For the second time in the last fifteen years, a working communications system between submerged submarines and surface forces has been developed. The latest effort is LRAM (Long-Range Acoustic Messaging) developed by GeoSpectrum Technologies, a Canadian subsidiary of Israel defense manufacturer Elbit. LRAM, like similar earlier efforts, uses acoustic signals to transmit data underwater. This can be used to establish a one-way or two-way link over underwater distances up to a thousand kilometers. While such a system can be very useful in an emergency to contact a disabled sub on the sea bottom, or commercial research gear (fixed or mobile) navies have been looking for systems that can provide some communication with submerged subs, even if one way, in combat situations. LRAM seems capable of doing that and now navies are deciding whether to invest in equipping one or more of their subs for a test. The Canadian government has expressed interest in testing LRAM and if that is successful others will probably follow.
Since the 1990s the U.S. Navy has been trying to develop a practical method for communicating with submerged submarines. Much work went into finding ways to generate acoustic pulses that could be picked up over long distances. In 2008 American firm Raytheon completed the development of such a system, which enabled nuclear subs to communicate with the rest of the world that, normally, could not be done until the boat came close to the surface and poked a radio antenna above the surface. The Deep Siren, or "tactical paging system", provided a practical solution to the problem of communicating with a submerged sub. On paper, both LRAM and Deep Siren appear to operate in a similar fashion. The Deep Siren system consists of a disposable buoy, that is dropped in the water, by an aircraft or over the side of a ship, in the general area (within about 90 kilometers) where the sub is believed to be. The buoy sends out an acoustic signal that U.S. subs are equipped to automatically pick up. This coded message either orders the sub to get a radio antenna above water and call home, or simply delivers a brief message. The buoy also has a satellite telephone capability, so that additional messages can be sent from anywhere, to the sub. The sub cannot send messages to the buoy (because powerful sensors are required to pick up the signals).
In the past, the only way to "page" submerged subs was via a large, shore-based, low frequency, transmission system. These systems were less reliable than the new ones like Deep Siren, although these older systems had a much longer range of nearly 200 kilometers.

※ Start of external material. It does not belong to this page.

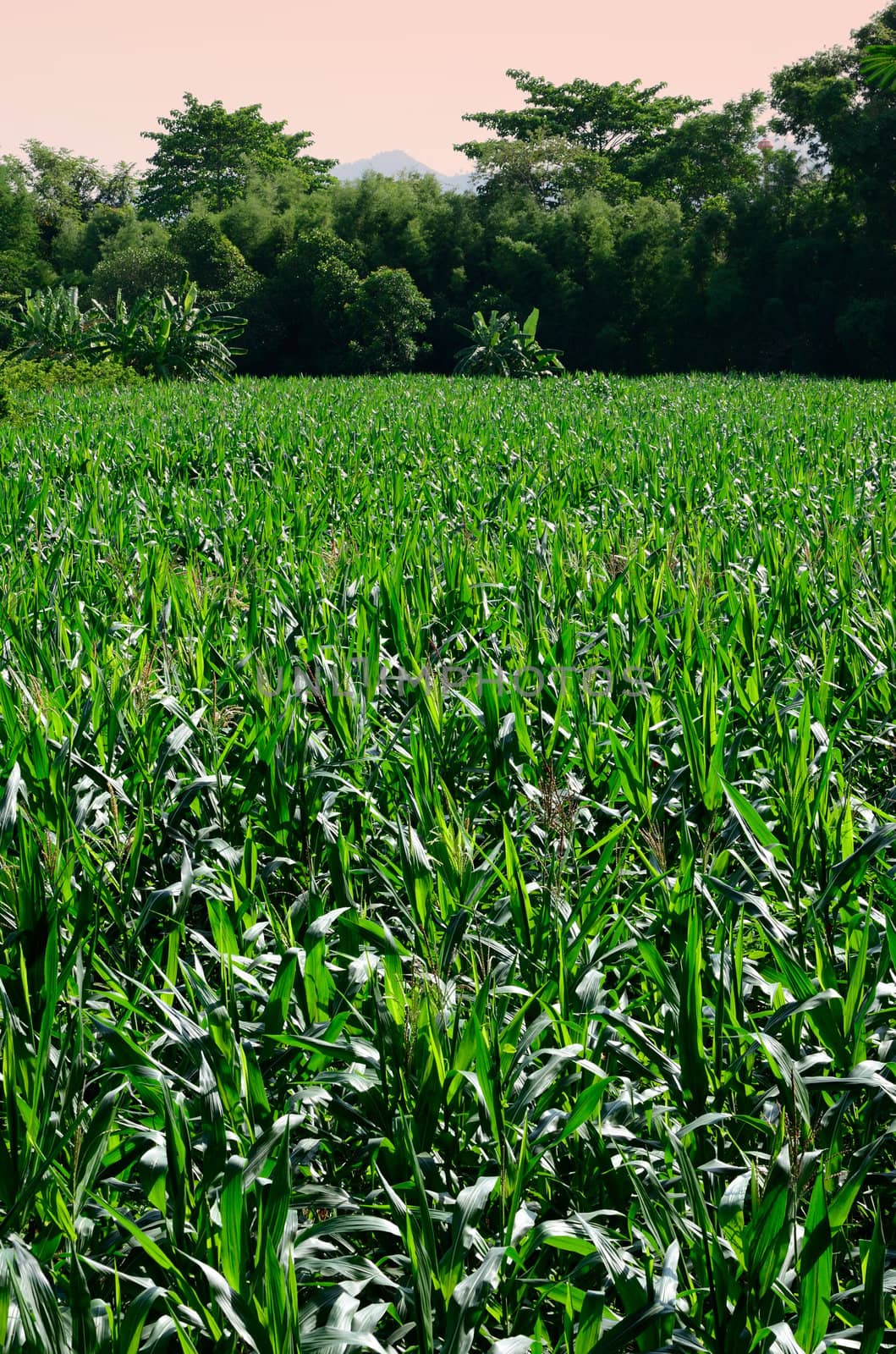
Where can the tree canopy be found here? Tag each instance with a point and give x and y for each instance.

The navy successfully tested the other end of the system. To do this, the sub releases a similar buoy through its garbage chute. The buoy hovers for a while (so the sub can move away), then rises to the surface and sends its messages. Because of this, the buoy signal will not give away the exact location of the boat. The buoy then receives messages (short ones) and uses a sonar type device to send the data acoustically, for up to 90 kilometers, to the sub. Outgoing messages, which are sent via satellite, can be longer, and even include outgoing email from the crew to family. But the acoustically transmitted messages are much shorter, and include orders from the surface ships, or anyone in the chain of command, to the sub commander.
Deep Siren could also be useful for American carrier task forces, which are usually accompanied by at least one SSN (nuclear attack sub.) Because thermal layers make underwater transmissions vary a great deal in range, the buoy sends the command messages several times to ensure at least one gets through. The buoy from the sub can stay active for several days, if the sub is remaining in the area. But eventually, the buoy sinks itself.
The U.S. Navy spent about $10 million on Deep Siren to install it in some subs and test it. These tests continue, to see how reliable it would be under realistic conditions. Developer Raytheon has demonstrated Deep Siren for other navies but no one ever issued a press release about installing Deep Siren for regular use. If there were any problems with Deep Siren, there were no published details, possibly for security reasons. In the past new tech was installed in nuclear submarines with great secrecy and no publicity at all. No wonder subs are called the silent service.